Generally speaking, the static pressure only matters when moving air thru a heatsink or a radiator, since the more force it applies, the deeper the air can reach, and the faster it will reach.
If the fan is just for ventilation, then you only need CFMs, since you don't care how strong the air column is, but you do care on how much air is moved.
Ok... On the above, this was part of my thought process but needed confirmation.
And no, more pressure doesn't mean less speed. What gives the pressure is the pitch of the fan blades, in other words, the thicker the fan, the higher the pressure. Some blade designs, like Scythe's Gentle Typhoon outperform by far other fans of its size in pressure, because the GT's blade design picks air from the center, compresses it pretty hard, and then sends it to the blade tips, which increase its speed. That makes a pretty high static pressure for a common 25mm fan.
Ok... this helps me understand the why of higher pricing on better SP'ed fans. Better engineering basically.
The Ultra Kazes, also from Scythe, have a very high static pressure value because they pick air and compress it all along the blade, which has got a very high pitch grade. It is also thicker than normal fans (38mm).
And generally, when fans are placed very close to their target equipment (such as fans in a radiator), what determines their performance is the tip stall spressure value. Yep, more or less like a propeller in an airplane.

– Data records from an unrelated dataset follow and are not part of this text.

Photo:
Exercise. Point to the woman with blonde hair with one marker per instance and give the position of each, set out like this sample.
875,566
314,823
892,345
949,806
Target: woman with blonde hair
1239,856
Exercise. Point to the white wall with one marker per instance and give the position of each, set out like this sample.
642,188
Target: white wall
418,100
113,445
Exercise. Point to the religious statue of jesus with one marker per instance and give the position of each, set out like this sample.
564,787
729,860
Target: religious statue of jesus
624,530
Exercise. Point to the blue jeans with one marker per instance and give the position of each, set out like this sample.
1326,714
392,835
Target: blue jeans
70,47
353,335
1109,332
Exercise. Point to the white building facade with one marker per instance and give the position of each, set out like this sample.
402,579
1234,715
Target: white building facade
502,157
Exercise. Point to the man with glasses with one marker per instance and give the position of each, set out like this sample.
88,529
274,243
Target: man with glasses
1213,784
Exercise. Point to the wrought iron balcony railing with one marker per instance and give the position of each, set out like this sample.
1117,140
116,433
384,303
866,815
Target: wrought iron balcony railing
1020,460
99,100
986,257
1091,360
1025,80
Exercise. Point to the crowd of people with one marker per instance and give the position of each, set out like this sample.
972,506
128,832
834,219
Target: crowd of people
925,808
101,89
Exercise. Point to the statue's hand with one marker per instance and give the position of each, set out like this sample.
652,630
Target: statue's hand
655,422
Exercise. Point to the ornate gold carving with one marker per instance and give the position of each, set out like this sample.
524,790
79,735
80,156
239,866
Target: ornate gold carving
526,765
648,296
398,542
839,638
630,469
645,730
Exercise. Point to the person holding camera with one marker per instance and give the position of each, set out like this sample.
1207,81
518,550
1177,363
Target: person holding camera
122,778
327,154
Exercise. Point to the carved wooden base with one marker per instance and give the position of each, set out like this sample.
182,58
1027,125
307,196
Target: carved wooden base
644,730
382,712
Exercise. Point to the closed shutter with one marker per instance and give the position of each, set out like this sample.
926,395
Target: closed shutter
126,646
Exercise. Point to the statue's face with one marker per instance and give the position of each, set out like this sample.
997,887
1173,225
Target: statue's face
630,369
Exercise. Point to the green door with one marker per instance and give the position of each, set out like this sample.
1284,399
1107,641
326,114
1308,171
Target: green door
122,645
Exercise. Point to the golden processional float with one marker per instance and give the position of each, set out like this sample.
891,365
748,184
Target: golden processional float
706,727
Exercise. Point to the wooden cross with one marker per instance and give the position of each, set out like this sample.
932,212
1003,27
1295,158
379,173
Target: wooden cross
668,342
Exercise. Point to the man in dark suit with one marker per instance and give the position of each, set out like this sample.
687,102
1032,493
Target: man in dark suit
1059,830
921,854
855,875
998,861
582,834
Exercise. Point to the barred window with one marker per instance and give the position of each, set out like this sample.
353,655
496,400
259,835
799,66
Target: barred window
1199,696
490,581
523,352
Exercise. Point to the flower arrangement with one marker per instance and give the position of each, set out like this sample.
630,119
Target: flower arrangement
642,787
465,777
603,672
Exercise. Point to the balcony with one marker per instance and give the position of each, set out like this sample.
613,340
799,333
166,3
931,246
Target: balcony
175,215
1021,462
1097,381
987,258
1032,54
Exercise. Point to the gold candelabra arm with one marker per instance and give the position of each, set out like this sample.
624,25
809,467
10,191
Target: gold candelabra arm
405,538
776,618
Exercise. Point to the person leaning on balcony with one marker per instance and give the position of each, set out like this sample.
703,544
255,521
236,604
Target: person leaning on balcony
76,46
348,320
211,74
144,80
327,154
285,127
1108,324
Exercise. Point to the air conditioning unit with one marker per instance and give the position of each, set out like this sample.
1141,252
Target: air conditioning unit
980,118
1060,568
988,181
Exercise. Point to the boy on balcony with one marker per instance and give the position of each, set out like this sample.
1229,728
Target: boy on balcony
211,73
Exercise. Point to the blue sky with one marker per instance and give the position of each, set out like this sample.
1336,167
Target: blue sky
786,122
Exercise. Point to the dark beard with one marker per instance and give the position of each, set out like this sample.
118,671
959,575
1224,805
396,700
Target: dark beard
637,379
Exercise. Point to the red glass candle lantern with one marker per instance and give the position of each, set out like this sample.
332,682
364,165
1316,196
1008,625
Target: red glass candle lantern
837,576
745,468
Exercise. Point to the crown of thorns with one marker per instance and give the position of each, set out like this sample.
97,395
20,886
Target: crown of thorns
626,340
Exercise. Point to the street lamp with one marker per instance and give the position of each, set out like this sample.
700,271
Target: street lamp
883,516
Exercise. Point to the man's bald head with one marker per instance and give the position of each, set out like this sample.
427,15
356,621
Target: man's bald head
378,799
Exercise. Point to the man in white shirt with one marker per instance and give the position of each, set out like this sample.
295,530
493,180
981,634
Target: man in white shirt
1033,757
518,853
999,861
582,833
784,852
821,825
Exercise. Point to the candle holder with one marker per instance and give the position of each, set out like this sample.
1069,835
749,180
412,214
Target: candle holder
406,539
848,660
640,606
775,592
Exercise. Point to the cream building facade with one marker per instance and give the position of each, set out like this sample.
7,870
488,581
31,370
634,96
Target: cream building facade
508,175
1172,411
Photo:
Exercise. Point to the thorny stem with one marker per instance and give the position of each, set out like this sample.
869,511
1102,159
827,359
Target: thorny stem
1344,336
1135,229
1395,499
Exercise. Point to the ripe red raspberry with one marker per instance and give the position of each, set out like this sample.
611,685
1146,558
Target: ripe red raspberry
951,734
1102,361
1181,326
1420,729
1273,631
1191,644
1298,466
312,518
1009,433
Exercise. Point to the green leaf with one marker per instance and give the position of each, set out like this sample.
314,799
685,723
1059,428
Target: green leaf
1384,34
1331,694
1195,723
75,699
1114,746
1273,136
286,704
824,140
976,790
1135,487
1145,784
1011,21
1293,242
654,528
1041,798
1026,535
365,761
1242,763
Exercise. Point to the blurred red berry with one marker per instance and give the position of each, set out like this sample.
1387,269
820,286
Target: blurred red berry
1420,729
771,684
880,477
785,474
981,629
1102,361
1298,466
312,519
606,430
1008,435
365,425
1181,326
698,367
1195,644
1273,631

If your fan moves shizloads of air, but it stalls on high pressures, it won't be any good for a radiator, since once the blade stalls, the fan moves zero air. And if the tip has stalled, the whole blade will stall unless the center of the fan still picks air, in that case more air will be sent to the tips and therefore the fan will not stall.
Let me see if I understand this correctly then... a low static pressured fan would have it's "airflow" bounced back at it by a radiator negating the initial flow of air causing the fan to stall? A high static pressured fan would just push through (not at 100% obviously) the radiator fins.
Returning to the Ultra Kazes, those ones are very good for radiators (also VERY loud) because they need massive pressures for their tips to stall, basically because the motor has got craploads of torque, and because the blades are thick and short (less friction ergo less power wasted in moving air from center to blade tips).
-Heatsinks: High pressure average air volume.
-Case fans: Low pressure high air volume.
This seems to sum it up for me basically... Thanks.
Remember that higher the pressure higher the noise, so you have to find the balance between those.